I’m not sure I helped my therapist friend with this analysis, but it was the best I could come up with. All I know for sure is that the death of a person intrinsic to our live dims the light of the world and it takes many years before we adapt to that dimming.

***

Pat Bertram is the author of Grief: The Inside Story – A Guide to Surviving the Loss of a Loved One. “Grief: The Inside Story is perfect and that is not hyperbole! It is exactly what folk who are grieving need to read.” –Leesa Healy, RN, GDAS GDAT, Emotional/Mental Health Therapist & Educator.

6 Responses to “The Long and Short of Grief”

  1. rheashowalter Says:

    I think you hit on a good point that no matter how long the relationship was we grieve for the years we did not have, the plans that never will get completed, the love that we had planned on sharing, etc. So if we have a shorter history, we have a longer future we are missing out on. I was married for 26 years – unhappily married. Then I found my LOVE, my HOME. He was gone in only 18-1/2 years. I felt cheated and a ton of other emotions as you can imagine. But after 4 years without him physically with me, I spend more time feeling gratitude than most other things. How many of us are so lucky to have found that kind of love at all in our lives, and I was lucky enough to find it at 50 when most single women never find a mate at that age. I miss him everyday, but how blessed was I to have had that relationship even if it seemed far too short?!

    • Pat Bertram Says:

      Like you, I spend more time feeling grateful than anything else. We weren’t always happy, but we were together, and we were connected in some cosmic way which is what mattered then. And it still matters, even though after eleven years of his being gone, I am starting to forget what that felt like.

  2. Estragon Says:

    I suspect grief is different when experienced earlier in life. Not easier, but different, mainly for the reasons you’ve talked about. There may also be a higher degree of resilience in our youth as well, with an expectation of lots of time left to rebound from losses.

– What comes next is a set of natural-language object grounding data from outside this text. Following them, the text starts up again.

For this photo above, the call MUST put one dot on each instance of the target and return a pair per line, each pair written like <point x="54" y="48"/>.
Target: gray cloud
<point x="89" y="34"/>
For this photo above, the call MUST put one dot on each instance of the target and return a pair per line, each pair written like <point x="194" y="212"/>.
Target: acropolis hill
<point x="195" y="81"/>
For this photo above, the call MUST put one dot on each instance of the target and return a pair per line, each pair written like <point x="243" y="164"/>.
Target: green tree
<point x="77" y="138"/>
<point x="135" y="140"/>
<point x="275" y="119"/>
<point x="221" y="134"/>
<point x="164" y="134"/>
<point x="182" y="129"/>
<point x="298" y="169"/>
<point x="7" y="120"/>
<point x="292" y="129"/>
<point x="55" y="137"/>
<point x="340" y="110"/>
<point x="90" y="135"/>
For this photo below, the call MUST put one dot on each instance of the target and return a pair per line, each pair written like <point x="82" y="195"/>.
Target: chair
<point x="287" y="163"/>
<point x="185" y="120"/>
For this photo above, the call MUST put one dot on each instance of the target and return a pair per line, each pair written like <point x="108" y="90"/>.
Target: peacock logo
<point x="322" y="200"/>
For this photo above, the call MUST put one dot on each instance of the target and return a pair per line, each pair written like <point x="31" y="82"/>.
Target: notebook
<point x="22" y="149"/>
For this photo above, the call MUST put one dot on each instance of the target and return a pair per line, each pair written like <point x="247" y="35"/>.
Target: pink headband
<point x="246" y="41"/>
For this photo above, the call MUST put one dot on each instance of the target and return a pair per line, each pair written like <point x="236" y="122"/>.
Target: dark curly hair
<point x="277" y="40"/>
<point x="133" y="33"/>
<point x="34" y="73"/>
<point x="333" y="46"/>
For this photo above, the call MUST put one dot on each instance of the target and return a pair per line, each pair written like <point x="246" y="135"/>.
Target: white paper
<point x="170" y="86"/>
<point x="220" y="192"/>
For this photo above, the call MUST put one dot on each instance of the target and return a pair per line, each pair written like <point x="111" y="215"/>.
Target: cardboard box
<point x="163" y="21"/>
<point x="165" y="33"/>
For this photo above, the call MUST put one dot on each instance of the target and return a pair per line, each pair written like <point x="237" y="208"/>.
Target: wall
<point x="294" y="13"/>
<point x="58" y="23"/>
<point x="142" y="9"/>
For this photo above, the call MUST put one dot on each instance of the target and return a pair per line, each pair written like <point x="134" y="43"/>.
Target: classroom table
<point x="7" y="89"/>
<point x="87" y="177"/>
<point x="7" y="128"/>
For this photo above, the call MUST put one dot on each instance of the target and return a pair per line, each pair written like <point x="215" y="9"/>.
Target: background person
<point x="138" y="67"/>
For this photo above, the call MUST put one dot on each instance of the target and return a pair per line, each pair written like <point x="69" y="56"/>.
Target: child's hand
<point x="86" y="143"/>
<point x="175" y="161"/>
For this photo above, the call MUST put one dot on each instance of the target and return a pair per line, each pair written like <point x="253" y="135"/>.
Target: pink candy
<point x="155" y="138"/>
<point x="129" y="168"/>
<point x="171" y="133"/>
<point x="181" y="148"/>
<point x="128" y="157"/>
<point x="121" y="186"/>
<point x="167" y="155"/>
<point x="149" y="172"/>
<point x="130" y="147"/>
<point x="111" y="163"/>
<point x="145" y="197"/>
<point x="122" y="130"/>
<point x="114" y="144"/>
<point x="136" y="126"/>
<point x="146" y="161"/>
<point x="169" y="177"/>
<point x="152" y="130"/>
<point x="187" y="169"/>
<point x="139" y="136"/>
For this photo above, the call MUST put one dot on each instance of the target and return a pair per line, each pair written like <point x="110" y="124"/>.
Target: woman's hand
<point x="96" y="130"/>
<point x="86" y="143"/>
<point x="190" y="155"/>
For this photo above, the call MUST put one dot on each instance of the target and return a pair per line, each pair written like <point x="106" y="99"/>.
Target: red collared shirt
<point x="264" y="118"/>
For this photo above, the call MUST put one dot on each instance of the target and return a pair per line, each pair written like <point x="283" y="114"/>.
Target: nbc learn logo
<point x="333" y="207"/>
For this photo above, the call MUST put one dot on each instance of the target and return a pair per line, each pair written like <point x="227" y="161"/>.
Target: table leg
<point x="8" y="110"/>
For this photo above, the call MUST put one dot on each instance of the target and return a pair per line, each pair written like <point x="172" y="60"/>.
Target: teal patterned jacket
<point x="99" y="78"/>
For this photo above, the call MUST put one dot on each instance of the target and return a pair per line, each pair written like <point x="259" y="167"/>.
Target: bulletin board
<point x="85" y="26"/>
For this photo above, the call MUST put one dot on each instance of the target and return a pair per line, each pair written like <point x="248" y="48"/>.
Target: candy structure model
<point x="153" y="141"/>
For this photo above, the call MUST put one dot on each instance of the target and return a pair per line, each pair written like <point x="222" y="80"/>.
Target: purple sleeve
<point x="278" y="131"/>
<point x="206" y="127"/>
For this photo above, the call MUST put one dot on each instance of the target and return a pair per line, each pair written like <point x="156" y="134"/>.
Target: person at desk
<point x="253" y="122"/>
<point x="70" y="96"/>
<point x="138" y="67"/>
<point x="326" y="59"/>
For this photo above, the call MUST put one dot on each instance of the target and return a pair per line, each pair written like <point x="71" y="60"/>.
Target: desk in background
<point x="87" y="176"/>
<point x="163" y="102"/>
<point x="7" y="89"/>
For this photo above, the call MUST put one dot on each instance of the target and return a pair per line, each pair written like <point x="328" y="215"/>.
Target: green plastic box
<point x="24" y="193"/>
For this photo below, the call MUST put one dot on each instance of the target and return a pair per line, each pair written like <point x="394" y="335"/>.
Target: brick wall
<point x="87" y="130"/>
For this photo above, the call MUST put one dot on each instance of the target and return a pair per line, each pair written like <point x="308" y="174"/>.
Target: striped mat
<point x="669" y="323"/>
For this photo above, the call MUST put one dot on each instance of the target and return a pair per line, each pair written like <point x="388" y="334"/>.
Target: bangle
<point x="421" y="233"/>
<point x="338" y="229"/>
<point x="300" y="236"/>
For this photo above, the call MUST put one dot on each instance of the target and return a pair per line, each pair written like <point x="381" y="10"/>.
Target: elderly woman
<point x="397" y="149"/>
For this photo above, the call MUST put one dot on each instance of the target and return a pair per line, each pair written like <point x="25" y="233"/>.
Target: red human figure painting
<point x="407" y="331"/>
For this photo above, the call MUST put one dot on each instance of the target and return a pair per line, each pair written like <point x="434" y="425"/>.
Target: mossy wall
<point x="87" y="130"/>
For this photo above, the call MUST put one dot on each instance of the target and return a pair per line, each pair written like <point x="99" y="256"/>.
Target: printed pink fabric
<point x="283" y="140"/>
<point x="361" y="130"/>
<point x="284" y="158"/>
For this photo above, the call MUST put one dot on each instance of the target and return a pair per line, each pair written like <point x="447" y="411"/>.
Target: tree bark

    My mother and her fiance were hit by a car in her youth. He died, she was badly injured. She didn’t talk about it a lot, but my sense is she was, perhaps, better able to put that (and her later divorce from first husband) behind her than the death of her second husband much later in life.

    • Pat Bertram Says:

      I also think grief is different in late middle age or early old age, not harder, just different. You’re too old to have the resilience of youth and the years looming ahead to enable you to start your life over completely and yet too young to just give up and wait for the end.

  3. Uthayanan Says:

    First I must thank Pat’s contribution to grief.
    I am suffering very much fourth year of grief more than third year. I hope I can go through with it.
    I feel in my opinion it is impossible to compare grief in any level.
    It is something like :
    “ Winnicott coined the phrase “good enough mother” in 1953, and decades later we’re all still trying to digest and accept his cautionary wisdom”
    I am continue to learn with Pat’s writing with grief.
    Even I respect all people’s grief in any level I agree with Pat’s has already said grief of a child and your soul mate more important than any grief.
    I don’t believe in ideal wife or ideal husband. But people lived more than 30 years (it is an example) were lived important part of their life learnt to live together with all their understanding concession give and take.
    It is impossible it repeat again. It is not the same experience when you get older.
    In my case what I have learned from my last five years with my soulmate that I am never going to learn again and never going to read in any books. It will going to make an impact in my future life and with the depth of my grief.
    Like me other people they have their own experiences to cherish.
    Still I am very shocked about the compare of grief
    The Long and Short of Grief
    Love means never having to say you’re sorry

    • Pat Bertram Says:

      Every age group has a different challenge when it comes to grief. Every person has a different challenge, but it’s all grief, and all painful. Wishing you peace as you continue to make your way through the pain.